Before the Court determines whether to apply the constitutional guarantee of procedural due process, it must first determine “the presence of a legitimate ‘property’ or liberty interest within the meaning of the Fifth or Fourteenth Amendment.” Arnett v. Kennedy, 416 U.S. 134, 164, 94 S.Ct. 1633, 1649, 40 L.Ed.2d 15 (1974); Board of Regents v. Roth, 408 U.S. at 572, 92 S.Ct. at 2706. If the Court determines the existence of certain property or liberty interests, it must decide what procedures constitute “due process of law.” Ingraham v. Wright, 430 U.S. 651, 672, 97 S.Ct. 1401, 1413, 51 L.Ed.2d 711 (1977).

Defendants argue, and this Court agrees, that plaintiffs Rosado and Castro do not possess a right to continued employment. Plaintiffs do not invoke any contractual provision or officially sanctioned rule of the workplace that entitles them to their former positions. Instead, they rely solely on their job classification, which they have characterized as that of an “irregular” employee.

Puerto Rico law establishes that employers may terminate an irregular employee whenever his or her services are no longer required, and only a career employee has a property interest in continued employment. P.R. Laws Ann. tit. 3, §§ 711 and 1336(4) (1991 Supp.); Kauffman v. Puerto Rico Telephone Co., 841 F.2d 1169, 1173 (1st Cir.1988).

In Correa v. Department of Natural Resources, 118 D.P.R. 689 (1987), the Court determined whether a public employee with a transitory appointment had a legitimate interest to be retained in his job once the time of his appointment has expired. The Supreme Court indicated that, under the pertinent provisions of the Puerto Rico Personnel Act, a transitory employee is one who is appointed to a position of fixed duration, that the duration of the appointment is for the period of the position, and that transitory employees are not career employees. Id. at 694-695. The Court also concluded that pursuant to the provisions of the Public Service Personnel Act, a transitory employee did not have a right to a permanent status.
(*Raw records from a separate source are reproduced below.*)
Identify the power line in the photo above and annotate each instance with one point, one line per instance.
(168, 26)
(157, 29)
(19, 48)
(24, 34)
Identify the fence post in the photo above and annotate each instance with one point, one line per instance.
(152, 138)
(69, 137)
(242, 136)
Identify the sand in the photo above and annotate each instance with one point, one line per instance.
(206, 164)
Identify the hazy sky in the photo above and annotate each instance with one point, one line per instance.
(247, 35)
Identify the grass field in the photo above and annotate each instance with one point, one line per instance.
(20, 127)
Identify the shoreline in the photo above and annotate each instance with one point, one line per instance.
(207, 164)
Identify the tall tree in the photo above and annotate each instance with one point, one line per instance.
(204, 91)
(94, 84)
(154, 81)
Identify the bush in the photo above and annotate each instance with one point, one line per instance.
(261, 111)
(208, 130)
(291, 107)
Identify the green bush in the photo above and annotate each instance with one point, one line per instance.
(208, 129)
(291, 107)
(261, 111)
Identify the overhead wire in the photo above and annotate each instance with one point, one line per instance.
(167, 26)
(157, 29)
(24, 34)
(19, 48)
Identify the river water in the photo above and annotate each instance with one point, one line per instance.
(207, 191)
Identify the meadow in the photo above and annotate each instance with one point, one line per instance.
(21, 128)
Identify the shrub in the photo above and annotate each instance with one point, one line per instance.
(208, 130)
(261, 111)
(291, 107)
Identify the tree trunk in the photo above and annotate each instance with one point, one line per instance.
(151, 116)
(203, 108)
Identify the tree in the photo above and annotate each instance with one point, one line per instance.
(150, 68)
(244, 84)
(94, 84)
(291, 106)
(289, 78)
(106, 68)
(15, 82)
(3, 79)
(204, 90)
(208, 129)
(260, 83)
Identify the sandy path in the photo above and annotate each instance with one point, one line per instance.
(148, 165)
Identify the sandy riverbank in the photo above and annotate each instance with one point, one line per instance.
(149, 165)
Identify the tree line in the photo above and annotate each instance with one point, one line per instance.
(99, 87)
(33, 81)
Once his appointment expired, noted the Court, he did not have a legitimate job retention expectancy. Id. at 697. See also Cheveras Pacheco v. Rivera Gonzalez, 809 F.2d 125 (1st Cir.1987). The Court recently restated the norm in Orta v. Padilla, 92 J.T.S. 96, 9729, 9735-9736 (1992). Since the Court finds that plaintiffs lacked a legitimate claim of entitlement to continued employment, plaintiffs’ claim for violation of Due Process under the Fourteenth Amendment must fail. Roth, 408 U.S. at 576, 92 S.Ct. at 2709.
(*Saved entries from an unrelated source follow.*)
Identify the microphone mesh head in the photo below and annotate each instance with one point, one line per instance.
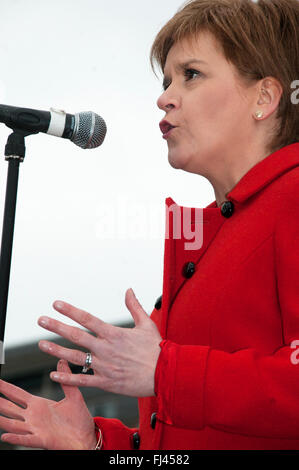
(90, 130)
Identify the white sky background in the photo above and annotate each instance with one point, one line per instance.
(89, 223)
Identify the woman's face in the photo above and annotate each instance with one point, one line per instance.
(210, 109)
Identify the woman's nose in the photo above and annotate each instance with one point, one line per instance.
(166, 101)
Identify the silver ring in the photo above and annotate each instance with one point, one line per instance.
(87, 364)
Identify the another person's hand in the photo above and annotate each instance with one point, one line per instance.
(37, 422)
(123, 359)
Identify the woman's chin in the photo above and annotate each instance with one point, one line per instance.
(176, 160)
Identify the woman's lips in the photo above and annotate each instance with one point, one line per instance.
(166, 129)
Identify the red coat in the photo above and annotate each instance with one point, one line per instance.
(224, 377)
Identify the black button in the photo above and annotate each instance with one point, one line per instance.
(153, 420)
(189, 270)
(136, 440)
(227, 209)
(158, 303)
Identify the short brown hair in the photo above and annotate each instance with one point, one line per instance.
(261, 38)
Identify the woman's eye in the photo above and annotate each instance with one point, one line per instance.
(190, 74)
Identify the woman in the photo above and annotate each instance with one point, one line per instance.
(212, 366)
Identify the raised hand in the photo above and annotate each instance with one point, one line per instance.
(123, 359)
(32, 421)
On May 13,1992, plaintiff Luis Felipe Diaz Garcia, Superintendent of the Printing Bureau, obtained the appointment of Jenaro Rosado Vazquez as an irregular employee from May 18,1992 to June 30,1992 to occupy the position of Inspector V (Exhibit 1, Luz Nereida Rodriguez’ Statement under Penalty of Perjury, Exhibit 2, Rosado Appointment). Plaintiff worked as an irregular employee from July 1, 1992 to December 31, 1992 (Exhibit 1). On January 1, 1993, defendants extended co-plaintiff Rosado’s designation as an irregular employee until March 31, 1993 (Exhibit 5). This document clearly stated [103]*103that Rosado’s appointment lasted until March 31, 1993. On March 13, 1993, co-defendant Elvin Colon notified Rosado through a letter dated March 13, 1993, that his appointment as an irregular employee expired on March 31, 1993 and that it would not be renewed (Exhibit 6). After review of this evidence, the Court concludes that plaintiff Rosado lacked a property interest on which he could hinge his Due Process claim.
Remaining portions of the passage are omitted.